Even if that were possible, it would make for a very heavy tool bag (and make for a lifeless relationship—no one likes to be “tooled”). ScreamFree Parenting is a freeing message because it downplays the notion of techniques. We teach principles instead, which can be applied differently with each situation, and allow you to tap into your uniqueness and creativity.
Parents, take the principle of “Empty Threats are Really Broken Promises.” One way to apply this might be to select a lesser consequence (I’m going to disable your phone for 24 hours) than the one your anger wants you to (you’re grounded for two months, young lady!!). That way, you know you can at least complete the consequence, and not be exposed as all bark and no bite.

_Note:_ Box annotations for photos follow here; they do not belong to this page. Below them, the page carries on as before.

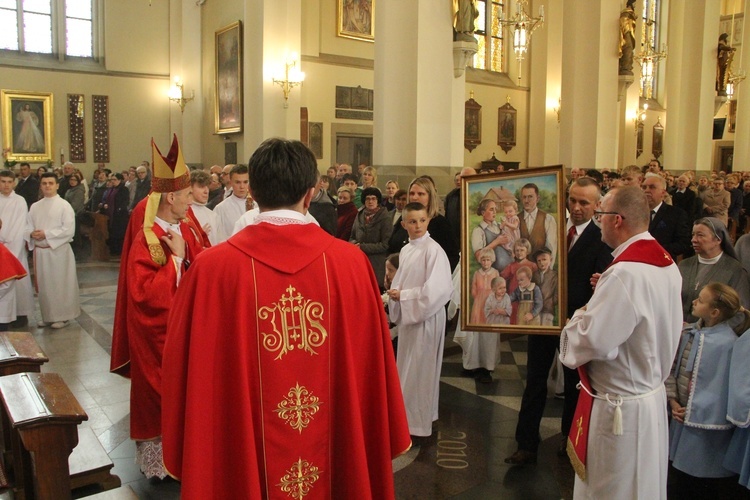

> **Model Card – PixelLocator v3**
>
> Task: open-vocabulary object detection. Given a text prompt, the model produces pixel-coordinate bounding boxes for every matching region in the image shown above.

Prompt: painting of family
[461,167,565,333]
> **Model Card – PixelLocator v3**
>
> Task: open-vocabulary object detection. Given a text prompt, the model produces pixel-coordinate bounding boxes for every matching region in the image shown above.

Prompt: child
[500,238,537,293]
[484,276,512,325]
[665,283,750,498]
[531,247,557,326]
[500,238,536,325]
[388,203,453,437]
[470,248,500,325]
[500,200,521,255]
[382,253,398,354]
[510,266,542,325]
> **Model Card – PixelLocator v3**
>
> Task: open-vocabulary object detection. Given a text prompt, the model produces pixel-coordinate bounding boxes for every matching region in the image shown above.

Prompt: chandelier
[634,19,667,99]
[499,0,544,85]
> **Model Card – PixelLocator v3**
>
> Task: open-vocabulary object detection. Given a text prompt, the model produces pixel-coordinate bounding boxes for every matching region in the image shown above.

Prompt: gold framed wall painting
[214,21,242,134]
[461,165,567,335]
[336,0,375,42]
[0,90,54,162]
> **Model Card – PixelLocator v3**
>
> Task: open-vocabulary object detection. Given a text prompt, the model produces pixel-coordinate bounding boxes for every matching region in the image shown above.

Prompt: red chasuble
[567,239,674,481]
[111,197,203,440]
[0,244,28,283]
[162,222,410,499]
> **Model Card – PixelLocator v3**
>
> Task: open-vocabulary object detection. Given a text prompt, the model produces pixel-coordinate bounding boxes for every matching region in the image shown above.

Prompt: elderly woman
[349,188,393,290]
[471,198,513,271]
[679,217,750,323]
[336,186,357,241]
[389,176,459,271]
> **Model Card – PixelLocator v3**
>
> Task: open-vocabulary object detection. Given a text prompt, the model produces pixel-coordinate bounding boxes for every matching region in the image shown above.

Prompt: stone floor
[13,262,573,499]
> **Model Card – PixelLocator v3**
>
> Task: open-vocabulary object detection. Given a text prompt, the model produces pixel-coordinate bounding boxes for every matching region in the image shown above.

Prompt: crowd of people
[7,150,750,497]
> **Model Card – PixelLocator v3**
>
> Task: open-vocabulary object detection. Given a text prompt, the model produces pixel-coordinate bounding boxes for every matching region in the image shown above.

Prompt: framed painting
[214,21,242,134]
[0,90,54,162]
[464,92,482,152]
[461,165,567,335]
[497,102,516,153]
[336,0,375,42]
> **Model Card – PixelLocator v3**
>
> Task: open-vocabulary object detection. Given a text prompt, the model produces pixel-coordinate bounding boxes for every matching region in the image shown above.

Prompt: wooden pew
[0,373,88,500]
[0,332,49,468]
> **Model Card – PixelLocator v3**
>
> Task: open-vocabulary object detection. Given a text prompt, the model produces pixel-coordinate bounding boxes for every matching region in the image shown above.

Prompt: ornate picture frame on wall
[497,98,517,153]
[651,117,664,160]
[214,21,242,134]
[461,165,567,335]
[336,0,375,42]
[464,92,482,152]
[0,90,54,162]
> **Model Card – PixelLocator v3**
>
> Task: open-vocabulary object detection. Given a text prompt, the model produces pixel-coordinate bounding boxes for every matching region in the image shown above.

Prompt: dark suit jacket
[648,203,692,259]
[16,174,39,208]
[562,221,612,316]
[672,188,703,224]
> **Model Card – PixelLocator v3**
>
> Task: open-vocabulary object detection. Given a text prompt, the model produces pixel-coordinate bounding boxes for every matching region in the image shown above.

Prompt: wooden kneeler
[0,373,88,500]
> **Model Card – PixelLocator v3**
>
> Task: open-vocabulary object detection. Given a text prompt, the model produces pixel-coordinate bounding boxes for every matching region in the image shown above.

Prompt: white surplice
[26,195,81,323]
[388,233,453,436]
[192,202,219,246]
[0,192,34,316]
[560,233,682,499]
[211,195,247,245]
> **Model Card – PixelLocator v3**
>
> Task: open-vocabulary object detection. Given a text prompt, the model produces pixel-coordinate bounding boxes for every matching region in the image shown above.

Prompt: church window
[473,0,505,72]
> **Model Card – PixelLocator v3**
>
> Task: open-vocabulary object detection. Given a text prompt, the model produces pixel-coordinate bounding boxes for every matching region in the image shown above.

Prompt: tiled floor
[11,262,573,499]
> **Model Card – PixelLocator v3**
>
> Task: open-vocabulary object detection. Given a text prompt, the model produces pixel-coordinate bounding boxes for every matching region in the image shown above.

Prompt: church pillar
[242,0,305,159]
[560,0,620,169]
[170,1,203,164]
[528,0,568,166]
[373,0,468,194]
[732,0,750,172]
[662,0,721,170]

Spouses, take the principle of “Intimacy Begins with an ‘I’.” One way to apply this today could be to text your spouse the following: “Hey there—I’d like to go to bed a little early tonight, and take you with me.” Or this: “Hey baby, I’m gonna take a strong look at our debt tonight, and I’d love you to join me. I believe we can do this.”
Now, could these decisions backfire? Possibly, depending on your intent and your tone, or on the recent context of your relationship. Don’t let that fear stop you. If you mess up, just view it as an opportunity to grow some more and try it again another way. Acknowledge the mistake and keep on keepin’ on.